Geddel vibra com a confirmação de Geraldinho como vice de Jerônimo. Quem anunciou foi Jaques Wagner. O governador estava na Índia com o presidente Lula.

Fizemos várias publicações aqui no nosso blog sobre a sucessão estadual e mostramos, em algumas matérias, as posições assumidas pelo MDB baiano, através dos irmãos Geddel e Lúcio Vieira Lima.
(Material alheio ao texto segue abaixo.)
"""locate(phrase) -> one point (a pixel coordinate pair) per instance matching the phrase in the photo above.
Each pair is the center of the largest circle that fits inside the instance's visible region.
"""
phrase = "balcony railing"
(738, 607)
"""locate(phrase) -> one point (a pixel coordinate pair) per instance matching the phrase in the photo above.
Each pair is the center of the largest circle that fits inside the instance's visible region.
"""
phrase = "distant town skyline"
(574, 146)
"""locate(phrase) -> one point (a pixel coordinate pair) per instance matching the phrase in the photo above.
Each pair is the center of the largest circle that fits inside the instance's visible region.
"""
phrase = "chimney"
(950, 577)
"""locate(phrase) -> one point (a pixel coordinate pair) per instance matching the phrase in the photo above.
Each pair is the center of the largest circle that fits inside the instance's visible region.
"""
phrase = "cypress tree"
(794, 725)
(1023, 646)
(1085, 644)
Os dois sempre pontuaram que não tinham dúvida de que o partido manteria a vaga de vice na chapa governista e que o nome continuaria sendo o de Geraldo Júnior, filiado ao MDB e atual vice-governador.
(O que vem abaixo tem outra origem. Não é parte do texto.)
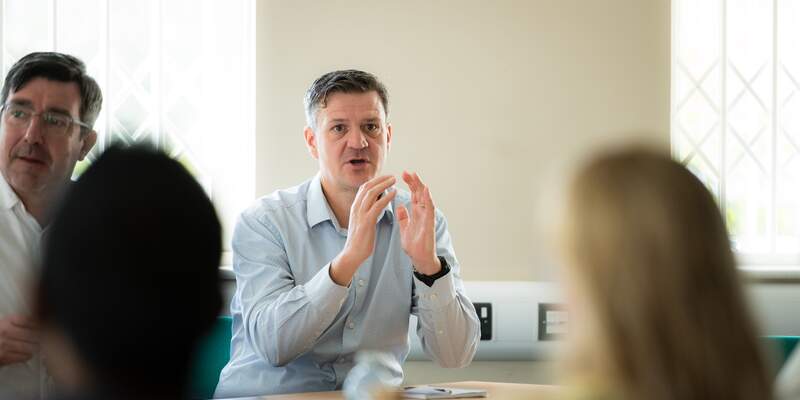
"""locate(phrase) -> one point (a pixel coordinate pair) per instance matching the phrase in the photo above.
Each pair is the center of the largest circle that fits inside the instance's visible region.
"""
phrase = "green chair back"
(212, 355)
(780, 348)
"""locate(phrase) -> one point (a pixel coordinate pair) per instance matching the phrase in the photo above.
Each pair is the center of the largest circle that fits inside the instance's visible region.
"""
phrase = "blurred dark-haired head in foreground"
(130, 278)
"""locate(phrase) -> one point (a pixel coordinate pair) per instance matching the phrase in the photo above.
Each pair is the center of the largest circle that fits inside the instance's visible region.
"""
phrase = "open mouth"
(32, 160)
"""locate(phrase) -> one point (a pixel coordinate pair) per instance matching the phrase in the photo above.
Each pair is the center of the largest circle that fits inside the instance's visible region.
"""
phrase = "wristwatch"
(429, 279)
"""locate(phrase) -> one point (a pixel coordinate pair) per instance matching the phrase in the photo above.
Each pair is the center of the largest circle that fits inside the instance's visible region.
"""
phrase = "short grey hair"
(56, 67)
(342, 81)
Em determinados momentos, chegaram a mencionar que outros partidos da base poderiam ser contemplados em outras posições, para manter o grupo do governador Jerônimo Rodrigues coeso e sem rupturas. Surgiu, inclusive, o nome de Ronaldo Carletto, do Avante, que também demonstrava interesse em participar mais diretamente da composição majoritária.
Geddel reagiu de imediato, afirmando que jamais houve qualquer conversa nesse sentido e que tinha absoluta convicção de que o MDB permaneceria com a vice. E, de fato, o que vemos agora é a confirmação desse cenário, com o anúncio feito pelo senador Jaques Wagner de que Geraldo Júnior seguirá como vice na chapa do governador Jerônimo.
Surge então uma outra situação que exige cautela. Não podemos afirmar, como alguns setores vêm insinuando, que Jaques Wagner teria se antecipado ao governador ao fazer o anúncio enquanto Jerônimo estava fora do país, em missão oficial na Índia, acompanhando o presidente Lula. Há quem diga que o anúncio deveria partir do próprio governador, mas isso entra no campo das conjecturas.
O mais provável é que tenha havido diálogo interno entre as principais lideranças do grupo, como Rui Costa, Otto Alencar, Jaques Wagner e o próprio Jerônimo, para alinhar o momento do anúncio por questões de agenda e estratégia política, evitando qualquer ruído institucional. A política funciona assim, com decisões construídas coletivamente e divulgadas conforme as circunstâncias.
O fato concreto é que o MDB comemora, Geddel demonstra satisfação com a manutenção do espaço e a base governista dá mais um passo na consolidação da chapa para 2026.
E o cenário deixa claro uma coisa. A sucessão presidencial já começa a esquentar o ambiente político em todo o país e, aqui na Bahia, não será diferente. Vivemos um momento de intensa movimentação, alianças sendo testadas, forças sendo medidas e estratégias sendo desenhadas.
Preparem-se, porque a política entrou definitivamente no centro do debate. E não haverá moleza para ninguém.